La notion de « handicap » au sens de la directive doit être entendue comme visant une limitation, résultant notamment d’atteintes physiques, mentales ou psychiques durables, dont l’interaction avec diverses barrières peut faire obstacle à la pleine et effective participation de la personne concernée à la vie professionnelle sur la base de l’égalité avec les autres travailleurs. La Cour souligne que cette notion doit être entendue comme visant non pas uniquement une impossibilité d’exercer une activité professionnelle, mais également une gêne à l’exercice d’une telle activité. Le gain juridique obtenu par la personne danoise se situe essentiellement dans le renversement de la charge de la preuve de la discrimination (article 10 de la Directive), puisque les parties se disputaient pour savoir comment, lors de l'entretien préalable au licenciement, on en était arrivé à parler de l'obésité et qui en avait parlé.
Cependant, dans votre interpellation, vous soulignez avec justesse que la reconnaissance ne doit pas être un obstacle à la lutte active contre cette maladie chronique qu'est l'obésité. L'ensemble des acteurs, en souahitant repecter l'application jurisprudentielle de la CJUE, se doivent de bien faire la balance entre les efforts visant à sortir les personnes de leur difficultés dans le cadre de la protection de la santé et les principes de non discrimination en raison de leur handicap. Dans l'affaire en cause, pendant toute la durée de son contrat de travail, ni la personne, ni l'employeur ne considérait celle-ci comme une « personne reconnue comme handicapé » mais les deux parties avait bien cerné le problème du surpoids. Le principe d'inclusion signifie aussi un mouvement réciproque de l'un vers l'autre.
Et je vous rejoins dans l'importance de sensibiliser les travailleurs à une bonne alimentation, à une pratique sportive et à une hygiène de vie de nature à suivre le principe « mens sana in corpore sano ». Dans sa politique sociale, un employeur peut dès lors prendre en compte les cas critiques par un soutien adapté. Dans l'affaire danoise, la personne avait d'ailleurs tenté de perdre du poids et avait perçu de son employeur une aide financière à ce propos. Il en avait perdu, mais temporairement. Comme personne en situation de handicap, l'employé est en droit de recevoir des aménagements raisonnables (article 5 de la Directive). C'est à l'employeur de prévoir les mesures appropriées, en fonction des besoins dans une situation concrète, pour permettre à la personne handicapée d'accéder à un emploi, de l'exercer, d'y progresser sauf si ces mesures constitue une charge disproportionnée.

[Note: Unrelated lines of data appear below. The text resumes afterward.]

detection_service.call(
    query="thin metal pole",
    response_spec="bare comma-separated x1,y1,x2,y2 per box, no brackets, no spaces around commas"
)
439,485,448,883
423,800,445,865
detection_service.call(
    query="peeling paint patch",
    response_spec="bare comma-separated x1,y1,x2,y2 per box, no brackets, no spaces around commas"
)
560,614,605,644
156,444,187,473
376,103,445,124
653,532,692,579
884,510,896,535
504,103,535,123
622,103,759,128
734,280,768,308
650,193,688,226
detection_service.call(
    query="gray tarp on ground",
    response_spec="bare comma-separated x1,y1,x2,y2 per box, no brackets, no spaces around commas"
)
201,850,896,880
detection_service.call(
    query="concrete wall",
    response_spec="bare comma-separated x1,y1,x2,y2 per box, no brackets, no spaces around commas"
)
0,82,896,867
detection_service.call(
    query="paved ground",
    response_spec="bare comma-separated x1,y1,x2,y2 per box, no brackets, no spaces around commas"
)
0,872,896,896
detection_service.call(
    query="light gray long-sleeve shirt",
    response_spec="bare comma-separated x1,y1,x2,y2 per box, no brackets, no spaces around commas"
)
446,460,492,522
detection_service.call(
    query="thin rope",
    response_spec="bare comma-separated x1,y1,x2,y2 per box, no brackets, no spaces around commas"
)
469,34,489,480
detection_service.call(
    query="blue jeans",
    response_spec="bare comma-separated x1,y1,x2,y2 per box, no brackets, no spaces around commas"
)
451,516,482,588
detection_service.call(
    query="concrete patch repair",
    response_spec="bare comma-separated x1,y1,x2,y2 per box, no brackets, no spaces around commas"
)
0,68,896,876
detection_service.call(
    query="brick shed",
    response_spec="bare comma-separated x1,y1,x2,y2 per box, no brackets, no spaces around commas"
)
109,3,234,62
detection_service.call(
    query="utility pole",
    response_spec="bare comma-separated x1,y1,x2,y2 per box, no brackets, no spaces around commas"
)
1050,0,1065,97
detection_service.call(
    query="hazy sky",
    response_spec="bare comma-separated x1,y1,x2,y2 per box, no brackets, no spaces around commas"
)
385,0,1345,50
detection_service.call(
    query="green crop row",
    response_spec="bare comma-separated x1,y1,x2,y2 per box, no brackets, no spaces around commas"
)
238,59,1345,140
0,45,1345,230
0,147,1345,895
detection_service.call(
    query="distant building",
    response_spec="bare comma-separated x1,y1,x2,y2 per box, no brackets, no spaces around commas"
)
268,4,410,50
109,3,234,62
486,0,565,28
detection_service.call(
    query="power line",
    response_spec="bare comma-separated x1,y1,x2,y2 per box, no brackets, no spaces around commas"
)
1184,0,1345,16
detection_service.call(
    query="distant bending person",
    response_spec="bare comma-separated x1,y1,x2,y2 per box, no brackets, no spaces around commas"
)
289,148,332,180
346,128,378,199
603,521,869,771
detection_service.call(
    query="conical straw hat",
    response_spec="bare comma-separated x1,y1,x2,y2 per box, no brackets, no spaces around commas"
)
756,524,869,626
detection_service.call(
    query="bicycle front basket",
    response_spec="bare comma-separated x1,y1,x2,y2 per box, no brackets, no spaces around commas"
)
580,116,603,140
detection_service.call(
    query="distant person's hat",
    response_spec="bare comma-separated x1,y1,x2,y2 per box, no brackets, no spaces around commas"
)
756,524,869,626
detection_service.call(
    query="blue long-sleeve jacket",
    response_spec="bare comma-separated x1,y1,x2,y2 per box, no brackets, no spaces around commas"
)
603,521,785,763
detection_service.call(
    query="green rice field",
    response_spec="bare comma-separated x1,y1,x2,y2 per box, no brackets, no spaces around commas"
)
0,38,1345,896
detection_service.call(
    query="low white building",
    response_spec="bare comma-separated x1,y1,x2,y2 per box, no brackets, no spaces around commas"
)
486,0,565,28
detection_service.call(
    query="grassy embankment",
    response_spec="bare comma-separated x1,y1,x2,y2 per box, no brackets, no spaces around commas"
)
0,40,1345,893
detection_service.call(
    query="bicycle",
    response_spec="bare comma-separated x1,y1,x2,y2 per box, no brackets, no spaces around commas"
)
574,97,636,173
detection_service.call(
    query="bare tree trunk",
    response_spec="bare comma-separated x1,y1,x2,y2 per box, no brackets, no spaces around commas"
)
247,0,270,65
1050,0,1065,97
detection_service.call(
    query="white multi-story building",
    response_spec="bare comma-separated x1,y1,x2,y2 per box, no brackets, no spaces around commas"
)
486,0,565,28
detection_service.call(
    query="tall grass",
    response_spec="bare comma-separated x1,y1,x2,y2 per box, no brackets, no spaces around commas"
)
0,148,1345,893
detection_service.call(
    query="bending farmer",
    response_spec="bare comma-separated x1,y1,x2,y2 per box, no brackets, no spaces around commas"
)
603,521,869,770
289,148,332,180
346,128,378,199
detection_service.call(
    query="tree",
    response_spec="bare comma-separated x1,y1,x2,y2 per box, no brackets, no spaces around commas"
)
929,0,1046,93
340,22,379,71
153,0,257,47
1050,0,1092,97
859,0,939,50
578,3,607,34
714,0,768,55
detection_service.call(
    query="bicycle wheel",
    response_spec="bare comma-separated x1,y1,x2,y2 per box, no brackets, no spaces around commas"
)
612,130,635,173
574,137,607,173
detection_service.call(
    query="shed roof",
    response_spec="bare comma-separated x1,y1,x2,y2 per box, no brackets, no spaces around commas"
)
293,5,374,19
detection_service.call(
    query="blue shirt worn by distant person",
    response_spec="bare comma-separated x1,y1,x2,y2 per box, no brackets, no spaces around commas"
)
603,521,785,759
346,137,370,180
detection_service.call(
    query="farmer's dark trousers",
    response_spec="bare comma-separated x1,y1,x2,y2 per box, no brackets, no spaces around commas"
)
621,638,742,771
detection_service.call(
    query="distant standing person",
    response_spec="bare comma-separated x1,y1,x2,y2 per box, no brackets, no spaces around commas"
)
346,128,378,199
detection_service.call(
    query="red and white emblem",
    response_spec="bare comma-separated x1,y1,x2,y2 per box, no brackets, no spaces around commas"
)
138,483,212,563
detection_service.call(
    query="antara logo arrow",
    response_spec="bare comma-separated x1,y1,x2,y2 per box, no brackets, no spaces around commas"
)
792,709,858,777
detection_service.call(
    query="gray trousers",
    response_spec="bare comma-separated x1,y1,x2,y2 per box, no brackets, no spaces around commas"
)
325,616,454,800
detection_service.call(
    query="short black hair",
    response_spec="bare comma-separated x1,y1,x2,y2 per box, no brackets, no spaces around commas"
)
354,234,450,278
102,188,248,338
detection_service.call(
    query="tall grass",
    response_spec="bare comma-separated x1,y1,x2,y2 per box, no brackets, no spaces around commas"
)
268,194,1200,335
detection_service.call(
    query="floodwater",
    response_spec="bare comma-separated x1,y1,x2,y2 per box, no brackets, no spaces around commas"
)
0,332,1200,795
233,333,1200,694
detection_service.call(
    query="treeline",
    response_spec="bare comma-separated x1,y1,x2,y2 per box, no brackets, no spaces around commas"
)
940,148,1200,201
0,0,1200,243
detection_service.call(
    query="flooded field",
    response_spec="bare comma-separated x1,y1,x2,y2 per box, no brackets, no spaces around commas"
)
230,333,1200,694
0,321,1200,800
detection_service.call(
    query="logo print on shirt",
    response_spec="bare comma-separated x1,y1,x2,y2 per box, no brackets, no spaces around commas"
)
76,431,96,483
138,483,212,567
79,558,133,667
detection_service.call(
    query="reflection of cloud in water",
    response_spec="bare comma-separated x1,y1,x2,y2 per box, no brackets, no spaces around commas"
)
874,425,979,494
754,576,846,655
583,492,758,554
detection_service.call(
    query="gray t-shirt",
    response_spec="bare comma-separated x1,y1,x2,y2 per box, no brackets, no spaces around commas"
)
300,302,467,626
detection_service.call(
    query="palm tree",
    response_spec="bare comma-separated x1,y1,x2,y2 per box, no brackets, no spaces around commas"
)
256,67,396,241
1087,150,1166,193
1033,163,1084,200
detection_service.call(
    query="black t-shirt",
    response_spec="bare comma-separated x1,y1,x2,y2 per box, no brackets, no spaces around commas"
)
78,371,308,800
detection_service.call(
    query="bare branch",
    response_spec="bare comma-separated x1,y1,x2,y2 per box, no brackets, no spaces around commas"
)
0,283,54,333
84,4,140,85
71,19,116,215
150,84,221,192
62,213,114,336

Par exemple, si l'obésité oblige la personne à se déplacer en fauteuil roulant, l'employeur pourrait bénéficier des mesures des dispositifs d'inclusion développé par le SGS PHARE comme l'aménagement d'un poste de travail. Pour cela, il faut que la demande de reconnaissance de handicap soit introduite par la personne. Les critères inscrits à l'article 6, 3° du décret d'inclusion seront d'application, à savoir présenter un handicap qui résulte d'une limitation d'au moins 30 % de sa capacité physique. Je transmets l'arrêt de la CJUE au service PHARE afin qu'il soit parfaitement informé de l'évolution de la jurisprudence.
Une communication vers le Conseil Consultatif pourrait, comme vous le suggérez, être faite. Je souhaite terminer par un aspect un peu plus léger dans ma réponse et je conseillerai aux amateurs de bon cinéma belge, intéressé par la question de l'obésité chez les enfants, d'aller voir le film « Bouboule » du cinéaste belgo-suisse Bruno DEVILLE qui vient de sortir en janvier 2015. Je vous remercie pour votre attention.